In Tales, the Mystery is played out through six distinct – but not necessarily sequential – phases. These phases can overlap, they can occur in a different order, they can be made explicit to the players or remain a narrative development tool of the DM – whatever suits your gameplay style. The primary use of the Mystery structure is to support the DM to understand what is happening in the overall story, and how to work towards a satisfying story arc. It is a simple structure, but I have found it to be intuitive and clarifying for DM and players alike.
The six phases are:
- Introducing the characters – Each PC gets a scene of her own from Everyday Life – which can foreshadow events to come but need not.
- Introducing the Mystery – The PCs encounter or discover something unusual or odd which they then start to investigate.
- Solving the Mystery – The PCs visit locations, discover clues, have encounters and overcome obstacles while at the same time having to manage Everyday Life. This is the core of the Mystery, where most scenes take place.
- Showdown – The PCs have solved the Mystery, and must now try to stop what’s happening, often in a dramatic scene where all of the players come together and everything is at stake.
- Aftermath – The Mystery has been solved, and the character’s lives are mostly
the same as before.
- Change – The players can advance their characters in light of what has happened, in terms of new knowledge, skills, relationships or aspirations, ready to take on the next Mystery.
That’s it, really. It’s a deceptively straightforward structure, that accomplishes a couple of critical things for a DM. First, it allows you to make interventions into the game based on which part of the Mystery the players are up to. If it’s 9pm, and you want to bring the night to a close on a cliffhanger, you need to decide what will work effectively, and that depends very much on whether you are in a showdown or the investigation phase. It also helps the DM to streamline preparation – instead of too much attention to plot, focus on scenes, locations and clues. You can accomplish allow the players to supply a surprising amount of depth to the story just by having a series of scenes and specific clues in mind at the start of the session.

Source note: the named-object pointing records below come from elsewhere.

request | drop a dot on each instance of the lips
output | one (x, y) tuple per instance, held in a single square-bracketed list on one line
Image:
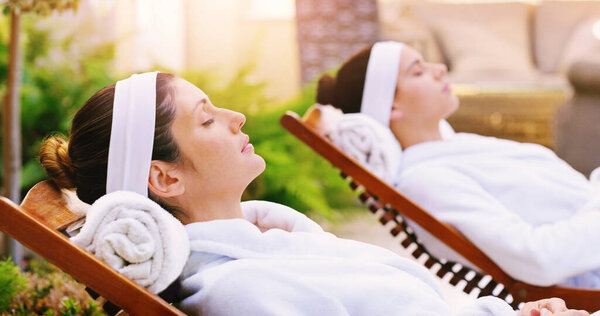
[(247, 146), (446, 88)]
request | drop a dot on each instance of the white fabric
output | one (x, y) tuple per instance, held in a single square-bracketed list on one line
[(369, 143), (373, 145), (529, 211), (266, 215), (235, 269), (138, 238), (380, 81), (132, 134)]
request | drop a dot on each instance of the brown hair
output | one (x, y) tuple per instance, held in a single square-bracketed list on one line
[(345, 91), (81, 161)]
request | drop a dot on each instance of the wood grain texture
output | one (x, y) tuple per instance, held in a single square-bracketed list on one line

Of course, the Mystery structure is just the beginning from a RPG campaign perspective. Larger Mysteries can nest within smaller ones, or several Mysteries can be linked together to develop a larger story arc played over multiple sessions. You can use the first Mystery as an introduction, where the PCs only get a small part of the grand conspiracy –
solving more Mysteries that reveal more, and clues to a larger plot can be introduced or foreshadowed in scenes. Tales from the Loop invites these kinds of campaign oriented structures, and again it is a useful tool to manage what might otherwise be a sprawling chaotic story.
Even if you don’t play 80s nostalgia settings, this structure helps to better define a narrative arc in any given adventure storyline, and it will be a familiar formula for all players to latch on to. Unofficially, it has become a tool in my DMs bag of tricks, even if my players don’t realise it.